Paralelamente à pesquisa da tese, continuam as atividades da Questão de Crítica, com três edições por ano. O Prêmio Questão de Crítica vai passar por uma mudança drástica de formato, porque vamos abolir as categorias prévias e a dinâmica de indicações. Mas, ainda assim, é uma atividade que toma muito tempo, pois temos que ficar atentos à programação da cidade durante todo o ano. O Encontro Questão de Crítica depende de fôlego para captação de recursos, mas a quarta edição está prevista para 2017.

Minha atividade crítica também continua junto à DocumentaCena – Plataforma de Crítica, um espaço de intercâmbio entre críticos do Rio (da Questão de Crítica), de Belo Horizonte (do Horizonte da Cena) e de Recife (do Satisfeita, Yolanda?), que se dá principalmente na cobertura de festivais internacionais e em estudos realizados periodicamente entre nós. Soma-se a isso o desejo de interlocução com críticos de fora do país, o que está se iniciando com a nossa participação na Associação Internacional de Críticos de Teatro.

Mas o que me anima agora, entusiasmo a ser negociado com as demandas do doutorado, é a prática de artista. O desejo de escrever e encenar peças foi interrompido lá atrás, em 2007, quando decidi que seria mais importante – tanto para a minha formação individual quanto para a comunidade artística no meu entorno – se eu me esforçasse por realizar um projeto maior dedicado à crítica de teatro. Agora, penso que está na hora de retomar esse antigo projeto. O primeiro passo é montar um espetáculo que está sendo idealizado em parceria com a Clarisse Zarvos, que pretendemos fazer no ano que vem.

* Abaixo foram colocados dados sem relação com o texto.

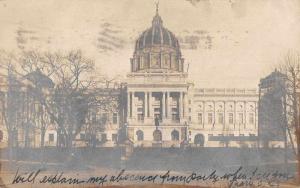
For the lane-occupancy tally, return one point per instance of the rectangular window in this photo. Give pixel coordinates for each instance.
(251, 118)
(140, 117)
(82, 136)
(241, 118)
(114, 137)
(209, 118)
(220, 118)
(230, 118)
(94, 118)
(115, 118)
(103, 138)
(200, 118)
(51, 137)
(174, 117)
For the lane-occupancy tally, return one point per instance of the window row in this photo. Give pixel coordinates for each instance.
(220, 119)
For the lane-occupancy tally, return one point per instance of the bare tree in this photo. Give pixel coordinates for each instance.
(67, 102)
(10, 100)
(291, 69)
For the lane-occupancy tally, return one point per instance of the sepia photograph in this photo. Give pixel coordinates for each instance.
(149, 93)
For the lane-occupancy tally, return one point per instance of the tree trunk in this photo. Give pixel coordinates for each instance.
(10, 147)
(43, 131)
(298, 154)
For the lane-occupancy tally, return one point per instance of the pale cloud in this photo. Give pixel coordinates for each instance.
(226, 43)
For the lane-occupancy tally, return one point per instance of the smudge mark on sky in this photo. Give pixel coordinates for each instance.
(109, 38)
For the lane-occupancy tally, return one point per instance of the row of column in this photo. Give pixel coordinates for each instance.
(165, 104)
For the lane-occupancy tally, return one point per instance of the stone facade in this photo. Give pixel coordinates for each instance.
(164, 109)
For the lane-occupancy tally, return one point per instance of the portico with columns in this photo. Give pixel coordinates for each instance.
(164, 109)
(157, 89)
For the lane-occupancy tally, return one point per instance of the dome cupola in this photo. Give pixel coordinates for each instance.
(157, 50)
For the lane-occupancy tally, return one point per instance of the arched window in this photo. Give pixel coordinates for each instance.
(199, 140)
(175, 135)
(140, 135)
(157, 135)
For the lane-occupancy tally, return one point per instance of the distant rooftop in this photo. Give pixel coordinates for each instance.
(225, 91)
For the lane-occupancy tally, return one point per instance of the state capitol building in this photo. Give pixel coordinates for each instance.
(161, 108)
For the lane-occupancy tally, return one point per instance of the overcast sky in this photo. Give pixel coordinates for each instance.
(227, 43)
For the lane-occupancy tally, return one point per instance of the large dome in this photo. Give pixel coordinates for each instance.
(157, 50)
(157, 35)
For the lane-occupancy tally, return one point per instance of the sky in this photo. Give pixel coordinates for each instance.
(227, 43)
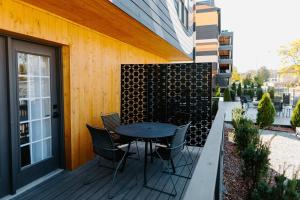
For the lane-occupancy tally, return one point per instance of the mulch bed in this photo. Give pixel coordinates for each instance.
(236, 187)
(281, 129)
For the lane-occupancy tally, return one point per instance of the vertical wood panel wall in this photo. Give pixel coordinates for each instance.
(91, 69)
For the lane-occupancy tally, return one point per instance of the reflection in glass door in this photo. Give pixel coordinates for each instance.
(34, 108)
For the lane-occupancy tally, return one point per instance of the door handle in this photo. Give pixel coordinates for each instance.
(55, 115)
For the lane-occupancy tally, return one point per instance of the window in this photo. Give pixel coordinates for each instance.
(183, 12)
(180, 9)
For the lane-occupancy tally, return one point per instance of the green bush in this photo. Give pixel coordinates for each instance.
(259, 93)
(255, 162)
(295, 119)
(237, 114)
(271, 91)
(246, 133)
(218, 91)
(227, 96)
(262, 191)
(266, 111)
(232, 95)
(284, 189)
(239, 90)
(233, 86)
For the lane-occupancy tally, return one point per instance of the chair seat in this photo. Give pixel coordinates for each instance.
(109, 155)
(164, 153)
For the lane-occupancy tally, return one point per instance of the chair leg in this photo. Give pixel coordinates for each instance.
(173, 166)
(110, 195)
(124, 163)
(151, 151)
(137, 150)
(170, 177)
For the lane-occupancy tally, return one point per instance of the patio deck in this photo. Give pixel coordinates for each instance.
(70, 185)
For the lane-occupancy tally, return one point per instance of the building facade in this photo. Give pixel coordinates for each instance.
(60, 69)
(212, 44)
(225, 58)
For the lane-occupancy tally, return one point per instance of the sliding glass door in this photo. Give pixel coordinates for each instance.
(4, 123)
(37, 110)
(30, 113)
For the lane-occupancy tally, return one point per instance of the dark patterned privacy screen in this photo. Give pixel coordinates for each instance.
(155, 92)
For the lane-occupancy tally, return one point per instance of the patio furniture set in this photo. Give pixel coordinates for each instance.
(113, 143)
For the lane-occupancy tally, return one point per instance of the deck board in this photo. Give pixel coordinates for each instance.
(71, 185)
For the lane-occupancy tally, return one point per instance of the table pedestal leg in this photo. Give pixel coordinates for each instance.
(151, 152)
(145, 162)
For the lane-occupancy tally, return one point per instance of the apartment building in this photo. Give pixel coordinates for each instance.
(212, 44)
(225, 58)
(60, 69)
(207, 30)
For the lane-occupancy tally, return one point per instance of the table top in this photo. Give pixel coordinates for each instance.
(147, 130)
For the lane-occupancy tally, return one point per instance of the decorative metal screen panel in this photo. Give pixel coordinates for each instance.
(155, 92)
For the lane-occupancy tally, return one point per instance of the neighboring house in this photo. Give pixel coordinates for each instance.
(225, 58)
(212, 44)
(290, 75)
(273, 80)
(60, 69)
(207, 28)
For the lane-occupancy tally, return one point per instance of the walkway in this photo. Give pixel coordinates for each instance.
(70, 185)
(285, 151)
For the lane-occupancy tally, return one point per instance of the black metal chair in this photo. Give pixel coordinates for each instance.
(111, 122)
(104, 146)
(167, 153)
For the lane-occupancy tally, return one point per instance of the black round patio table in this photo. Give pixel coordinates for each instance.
(147, 131)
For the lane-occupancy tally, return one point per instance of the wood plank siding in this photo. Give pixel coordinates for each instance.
(91, 66)
(103, 16)
(161, 17)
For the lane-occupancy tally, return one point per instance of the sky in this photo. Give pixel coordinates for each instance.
(260, 28)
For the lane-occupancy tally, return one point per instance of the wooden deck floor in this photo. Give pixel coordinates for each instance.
(70, 185)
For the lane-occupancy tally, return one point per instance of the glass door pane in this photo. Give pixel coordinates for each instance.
(34, 108)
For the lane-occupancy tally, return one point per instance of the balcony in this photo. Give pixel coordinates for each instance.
(225, 47)
(225, 71)
(225, 61)
(91, 181)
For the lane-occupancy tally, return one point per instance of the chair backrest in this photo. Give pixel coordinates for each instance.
(178, 139)
(103, 144)
(111, 121)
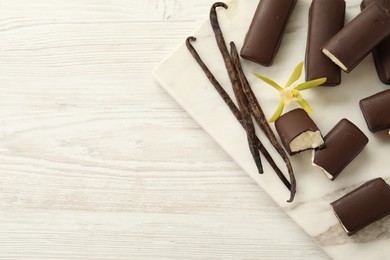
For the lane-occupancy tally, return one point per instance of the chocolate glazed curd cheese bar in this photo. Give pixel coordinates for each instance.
(326, 18)
(298, 132)
(363, 206)
(342, 144)
(265, 33)
(382, 52)
(359, 37)
(376, 111)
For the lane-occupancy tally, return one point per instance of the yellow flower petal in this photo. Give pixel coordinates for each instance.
(295, 75)
(269, 81)
(278, 112)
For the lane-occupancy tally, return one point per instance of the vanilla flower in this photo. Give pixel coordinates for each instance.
(290, 93)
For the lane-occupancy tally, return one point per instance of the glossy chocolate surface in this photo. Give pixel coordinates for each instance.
(342, 144)
(326, 18)
(363, 206)
(292, 124)
(359, 37)
(382, 52)
(265, 33)
(376, 111)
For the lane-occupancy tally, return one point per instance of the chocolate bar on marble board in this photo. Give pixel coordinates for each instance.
(326, 18)
(376, 111)
(381, 53)
(359, 37)
(266, 30)
(342, 144)
(298, 132)
(363, 206)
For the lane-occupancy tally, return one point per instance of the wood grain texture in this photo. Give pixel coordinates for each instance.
(98, 162)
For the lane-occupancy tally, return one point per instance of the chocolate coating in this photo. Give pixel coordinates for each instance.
(292, 124)
(326, 18)
(363, 206)
(265, 33)
(359, 37)
(376, 111)
(342, 144)
(382, 52)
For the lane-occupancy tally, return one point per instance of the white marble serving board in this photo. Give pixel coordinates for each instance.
(182, 78)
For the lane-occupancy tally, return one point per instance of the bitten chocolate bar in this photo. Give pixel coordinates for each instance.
(326, 18)
(298, 132)
(359, 37)
(363, 206)
(376, 111)
(265, 33)
(342, 144)
(382, 52)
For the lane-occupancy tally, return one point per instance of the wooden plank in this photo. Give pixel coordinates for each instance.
(98, 162)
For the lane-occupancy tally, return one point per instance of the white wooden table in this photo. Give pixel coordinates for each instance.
(98, 162)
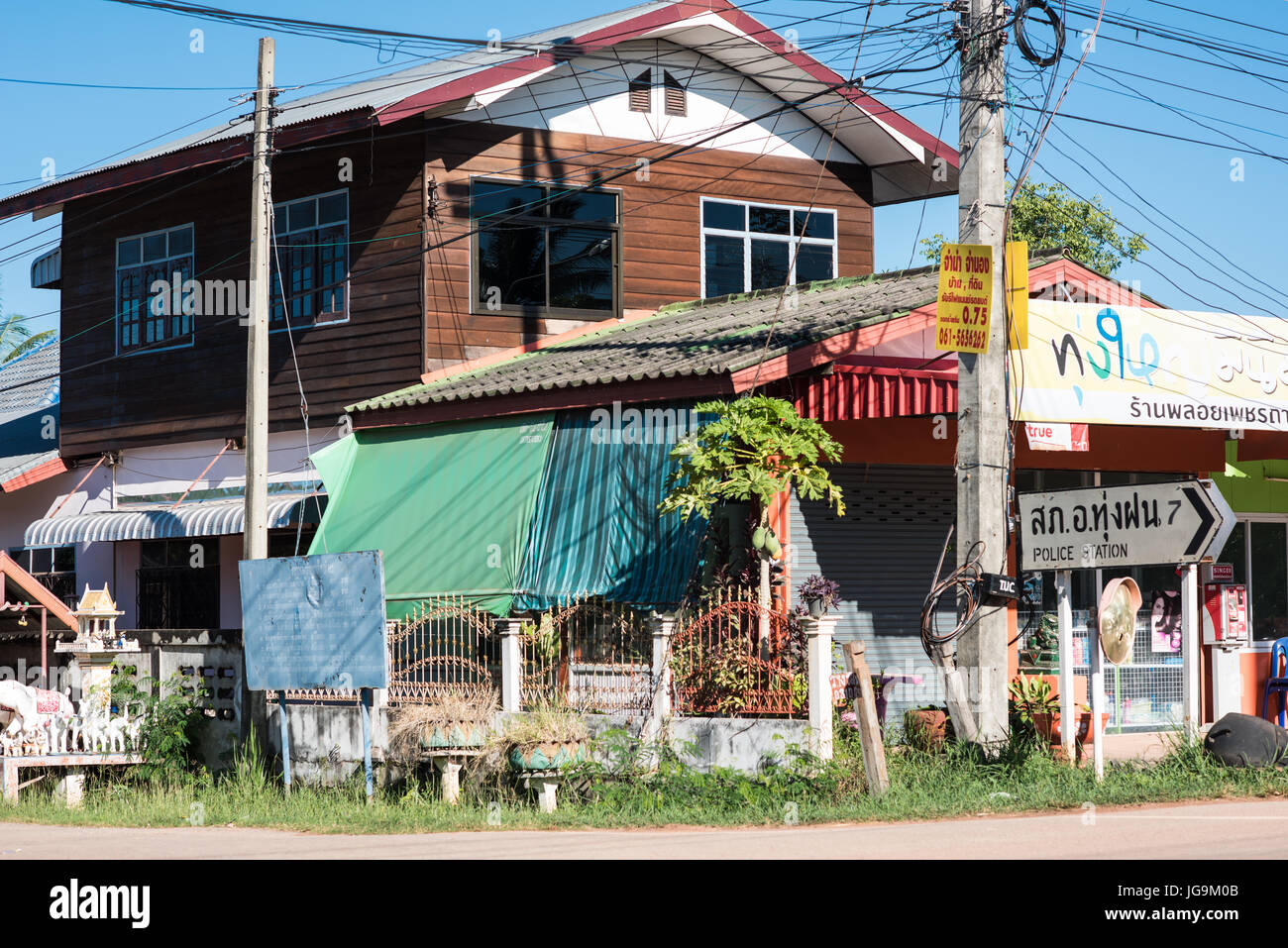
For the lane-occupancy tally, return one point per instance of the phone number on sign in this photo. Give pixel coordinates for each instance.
(961, 339)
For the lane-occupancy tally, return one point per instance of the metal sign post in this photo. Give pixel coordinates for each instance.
(1064, 605)
(286, 742)
(316, 622)
(366, 745)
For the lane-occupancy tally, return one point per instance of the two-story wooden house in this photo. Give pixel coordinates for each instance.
(439, 214)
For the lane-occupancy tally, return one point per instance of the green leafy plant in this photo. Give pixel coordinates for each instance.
(1047, 215)
(16, 339)
(1031, 695)
(754, 450)
(168, 719)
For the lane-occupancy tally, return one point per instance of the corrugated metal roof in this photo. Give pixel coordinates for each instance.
(702, 338)
(198, 519)
(690, 339)
(853, 393)
(16, 466)
(30, 381)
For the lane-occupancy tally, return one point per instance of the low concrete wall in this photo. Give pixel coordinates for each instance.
(326, 741)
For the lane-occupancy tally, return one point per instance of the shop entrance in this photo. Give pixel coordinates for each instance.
(1145, 693)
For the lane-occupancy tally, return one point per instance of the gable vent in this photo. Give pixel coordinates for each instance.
(674, 93)
(642, 91)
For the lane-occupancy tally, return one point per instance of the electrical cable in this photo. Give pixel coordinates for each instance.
(1021, 38)
(964, 582)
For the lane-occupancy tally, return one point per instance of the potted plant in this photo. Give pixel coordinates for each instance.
(454, 720)
(1085, 733)
(819, 594)
(545, 738)
(1034, 704)
(926, 727)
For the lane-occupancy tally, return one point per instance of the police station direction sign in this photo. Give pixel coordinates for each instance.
(1132, 524)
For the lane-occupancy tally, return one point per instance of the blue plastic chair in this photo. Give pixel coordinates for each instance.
(1278, 681)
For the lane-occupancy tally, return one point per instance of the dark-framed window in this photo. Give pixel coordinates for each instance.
(282, 543)
(310, 252)
(639, 91)
(178, 583)
(673, 95)
(545, 249)
(752, 247)
(54, 567)
(151, 269)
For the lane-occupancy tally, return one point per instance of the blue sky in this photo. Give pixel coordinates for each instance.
(1211, 210)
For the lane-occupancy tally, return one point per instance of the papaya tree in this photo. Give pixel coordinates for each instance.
(751, 451)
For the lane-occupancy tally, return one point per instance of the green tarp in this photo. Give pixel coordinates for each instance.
(596, 530)
(450, 505)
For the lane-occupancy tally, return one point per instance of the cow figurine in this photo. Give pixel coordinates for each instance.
(27, 716)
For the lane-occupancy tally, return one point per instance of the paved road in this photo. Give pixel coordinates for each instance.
(1232, 830)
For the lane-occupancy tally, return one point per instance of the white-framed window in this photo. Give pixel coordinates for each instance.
(142, 262)
(752, 247)
(312, 249)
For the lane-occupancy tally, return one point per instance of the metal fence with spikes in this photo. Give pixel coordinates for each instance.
(446, 646)
(589, 653)
(732, 657)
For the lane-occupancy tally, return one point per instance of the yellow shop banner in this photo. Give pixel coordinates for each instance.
(1108, 365)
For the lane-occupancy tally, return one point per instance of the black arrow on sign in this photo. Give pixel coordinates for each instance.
(1206, 519)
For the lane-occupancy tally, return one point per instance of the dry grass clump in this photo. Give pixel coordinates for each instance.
(467, 710)
(546, 723)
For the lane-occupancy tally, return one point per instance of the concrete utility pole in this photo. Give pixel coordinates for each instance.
(982, 423)
(257, 348)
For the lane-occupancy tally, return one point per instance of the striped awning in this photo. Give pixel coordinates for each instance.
(206, 518)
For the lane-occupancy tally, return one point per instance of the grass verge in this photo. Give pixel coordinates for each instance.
(618, 791)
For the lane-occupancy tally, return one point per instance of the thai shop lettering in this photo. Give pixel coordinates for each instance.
(1055, 519)
(1113, 348)
(1117, 352)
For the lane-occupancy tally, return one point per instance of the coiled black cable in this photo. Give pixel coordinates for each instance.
(964, 579)
(1021, 38)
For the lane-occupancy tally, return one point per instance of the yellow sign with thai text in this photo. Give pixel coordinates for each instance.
(965, 298)
(1018, 294)
(1112, 365)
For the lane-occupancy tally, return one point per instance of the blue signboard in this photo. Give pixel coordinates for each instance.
(314, 621)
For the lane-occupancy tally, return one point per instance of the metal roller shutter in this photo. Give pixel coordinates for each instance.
(883, 553)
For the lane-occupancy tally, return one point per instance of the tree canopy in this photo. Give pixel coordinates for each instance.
(755, 449)
(1047, 215)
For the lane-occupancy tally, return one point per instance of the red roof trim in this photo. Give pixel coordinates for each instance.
(854, 393)
(43, 472)
(162, 165)
(40, 595)
(514, 69)
(632, 29)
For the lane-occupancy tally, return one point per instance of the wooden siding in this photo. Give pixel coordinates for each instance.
(112, 401)
(661, 231)
(406, 314)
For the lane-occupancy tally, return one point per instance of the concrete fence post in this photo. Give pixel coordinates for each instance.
(818, 635)
(664, 627)
(511, 662)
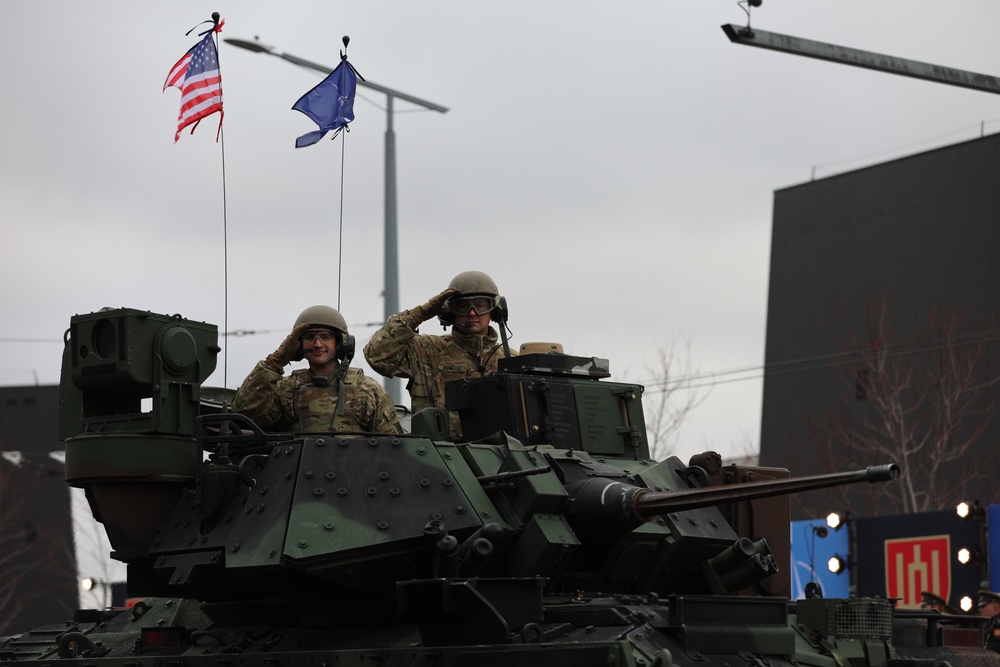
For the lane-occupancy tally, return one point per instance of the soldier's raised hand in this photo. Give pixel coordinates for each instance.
(289, 349)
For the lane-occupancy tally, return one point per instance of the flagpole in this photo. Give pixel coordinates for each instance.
(393, 386)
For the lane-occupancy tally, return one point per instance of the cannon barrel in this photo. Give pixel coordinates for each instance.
(651, 504)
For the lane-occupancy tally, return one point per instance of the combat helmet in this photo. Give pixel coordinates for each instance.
(325, 316)
(470, 284)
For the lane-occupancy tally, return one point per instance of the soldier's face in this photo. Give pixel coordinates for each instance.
(319, 346)
(471, 323)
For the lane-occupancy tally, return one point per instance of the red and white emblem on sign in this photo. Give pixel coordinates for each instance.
(916, 564)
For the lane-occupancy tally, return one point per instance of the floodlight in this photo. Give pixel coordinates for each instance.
(836, 564)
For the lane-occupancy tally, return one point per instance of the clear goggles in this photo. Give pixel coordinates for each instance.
(479, 304)
(322, 334)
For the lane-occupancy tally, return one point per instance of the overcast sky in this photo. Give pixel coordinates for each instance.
(612, 165)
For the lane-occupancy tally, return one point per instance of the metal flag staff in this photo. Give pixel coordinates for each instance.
(198, 76)
(330, 104)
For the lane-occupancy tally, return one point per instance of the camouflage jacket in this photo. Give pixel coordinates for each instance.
(302, 404)
(397, 350)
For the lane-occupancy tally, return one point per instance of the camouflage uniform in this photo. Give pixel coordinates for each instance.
(298, 403)
(429, 361)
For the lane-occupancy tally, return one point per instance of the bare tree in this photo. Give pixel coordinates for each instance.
(670, 399)
(923, 400)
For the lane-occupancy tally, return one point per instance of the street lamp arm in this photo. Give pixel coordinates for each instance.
(258, 47)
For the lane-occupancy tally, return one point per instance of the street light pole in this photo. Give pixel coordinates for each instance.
(391, 289)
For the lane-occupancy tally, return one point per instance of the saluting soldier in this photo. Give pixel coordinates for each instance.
(326, 397)
(470, 350)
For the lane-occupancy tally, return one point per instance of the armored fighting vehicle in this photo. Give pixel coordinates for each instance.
(548, 537)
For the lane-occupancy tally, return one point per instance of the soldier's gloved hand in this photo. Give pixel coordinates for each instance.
(433, 307)
(288, 350)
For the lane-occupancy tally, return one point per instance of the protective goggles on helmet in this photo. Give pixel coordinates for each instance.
(479, 304)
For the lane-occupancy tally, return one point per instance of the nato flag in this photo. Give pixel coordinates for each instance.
(330, 104)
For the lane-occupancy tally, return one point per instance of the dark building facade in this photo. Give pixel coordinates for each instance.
(37, 560)
(884, 295)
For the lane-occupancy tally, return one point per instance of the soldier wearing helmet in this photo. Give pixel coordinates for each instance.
(470, 350)
(328, 396)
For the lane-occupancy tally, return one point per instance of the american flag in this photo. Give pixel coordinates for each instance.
(197, 76)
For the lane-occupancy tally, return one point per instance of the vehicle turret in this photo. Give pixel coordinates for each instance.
(555, 481)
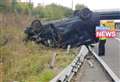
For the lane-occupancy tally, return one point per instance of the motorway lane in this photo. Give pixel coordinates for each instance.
(91, 74)
(112, 54)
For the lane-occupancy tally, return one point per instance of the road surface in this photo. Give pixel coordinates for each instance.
(112, 54)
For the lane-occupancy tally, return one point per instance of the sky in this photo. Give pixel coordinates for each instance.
(92, 4)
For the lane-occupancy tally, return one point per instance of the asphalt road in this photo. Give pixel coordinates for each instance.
(92, 74)
(112, 54)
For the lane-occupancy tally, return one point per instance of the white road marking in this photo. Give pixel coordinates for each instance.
(117, 39)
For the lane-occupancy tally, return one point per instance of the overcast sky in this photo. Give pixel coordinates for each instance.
(92, 4)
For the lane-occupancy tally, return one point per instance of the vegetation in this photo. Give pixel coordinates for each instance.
(28, 62)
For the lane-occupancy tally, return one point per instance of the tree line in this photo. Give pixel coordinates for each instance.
(51, 11)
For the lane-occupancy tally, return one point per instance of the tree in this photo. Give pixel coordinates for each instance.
(79, 6)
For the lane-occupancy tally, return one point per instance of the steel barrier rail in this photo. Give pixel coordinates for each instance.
(67, 74)
(106, 67)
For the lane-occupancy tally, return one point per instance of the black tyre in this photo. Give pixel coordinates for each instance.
(85, 14)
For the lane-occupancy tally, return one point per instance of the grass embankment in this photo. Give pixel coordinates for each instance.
(26, 62)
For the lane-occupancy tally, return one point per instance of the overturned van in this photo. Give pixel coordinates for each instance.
(75, 31)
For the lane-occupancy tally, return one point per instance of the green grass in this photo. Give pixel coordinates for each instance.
(28, 62)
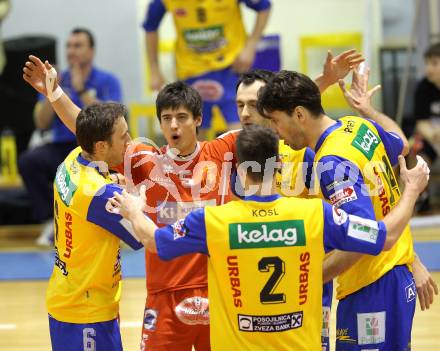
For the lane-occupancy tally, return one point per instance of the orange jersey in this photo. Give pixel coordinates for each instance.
(175, 187)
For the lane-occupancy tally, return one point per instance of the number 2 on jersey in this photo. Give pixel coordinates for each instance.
(267, 294)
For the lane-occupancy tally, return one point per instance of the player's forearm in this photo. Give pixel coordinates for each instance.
(386, 123)
(87, 98)
(43, 115)
(398, 218)
(144, 229)
(322, 83)
(5, 6)
(337, 263)
(67, 111)
(424, 127)
(152, 43)
(260, 25)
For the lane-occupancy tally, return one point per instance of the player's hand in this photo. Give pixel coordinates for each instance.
(415, 179)
(244, 60)
(118, 179)
(338, 67)
(77, 79)
(35, 72)
(426, 286)
(358, 96)
(130, 205)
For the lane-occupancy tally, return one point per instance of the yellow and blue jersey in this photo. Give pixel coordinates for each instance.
(354, 171)
(85, 285)
(209, 34)
(293, 178)
(265, 265)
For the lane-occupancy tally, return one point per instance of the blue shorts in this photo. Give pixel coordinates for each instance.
(103, 336)
(327, 296)
(379, 316)
(217, 88)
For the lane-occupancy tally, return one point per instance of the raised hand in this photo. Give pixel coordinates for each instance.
(415, 179)
(358, 96)
(35, 72)
(129, 205)
(426, 286)
(338, 67)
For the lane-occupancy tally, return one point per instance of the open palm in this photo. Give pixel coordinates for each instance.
(35, 72)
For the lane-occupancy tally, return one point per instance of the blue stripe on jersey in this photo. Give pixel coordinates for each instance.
(183, 237)
(392, 142)
(352, 233)
(114, 223)
(309, 157)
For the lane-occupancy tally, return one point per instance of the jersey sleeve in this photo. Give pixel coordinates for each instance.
(259, 5)
(342, 184)
(138, 163)
(352, 233)
(155, 12)
(99, 214)
(421, 102)
(184, 237)
(392, 142)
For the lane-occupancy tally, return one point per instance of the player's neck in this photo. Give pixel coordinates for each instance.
(317, 128)
(265, 188)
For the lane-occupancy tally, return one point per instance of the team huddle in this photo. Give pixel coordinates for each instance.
(244, 234)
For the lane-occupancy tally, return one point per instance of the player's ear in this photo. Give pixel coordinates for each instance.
(100, 146)
(198, 120)
(300, 113)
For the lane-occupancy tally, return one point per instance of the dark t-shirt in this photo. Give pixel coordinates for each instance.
(427, 101)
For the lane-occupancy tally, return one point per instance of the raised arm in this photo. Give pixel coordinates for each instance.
(246, 57)
(359, 98)
(36, 73)
(338, 67)
(131, 208)
(415, 181)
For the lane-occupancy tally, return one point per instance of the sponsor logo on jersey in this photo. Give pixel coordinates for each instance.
(366, 141)
(266, 234)
(349, 126)
(343, 335)
(270, 324)
(150, 319)
(170, 212)
(371, 328)
(60, 263)
(339, 216)
(193, 311)
(179, 229)
(342, 196)
(362, 229)
(325, 333)
(410, 292)
(209, 90)
(205, 39)
(64, 185)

Daniele Avila Small é doutoranda em Artes Cênicas pela UNIRIO (Bolsa CAPES), Mestra em História Social da Cultura pela PUC-Rio e Bacharel em Teoria do Teatro pela UNIRIO. Autora do livro O crítico ignorante – uma negociação teórica meio complicada (Editora 7Letras, 2015) e da peça Garras curvas e um canto sedutor (Cobogó, 2015). Foi diretora artística do Teatro Gláucio Gill em 2011 e 2012 com Felipe Vidal na Ocupação Complexo Duplo, indicada aos Prêmios Shell e APTR na categoria especial. É idealizadora e editora da Questão de Crítica – revista eletrônica de críticas e estudos teatrais (www.questaodecritica.com.br), integra o coletivo Complexo Duplo e a DocumentaCena – Plataforma de Crítica. É presidente da seção brasileira da Associação Internacional de Críticos de Teatro (IACT-AICT), afiliada à UNESCO.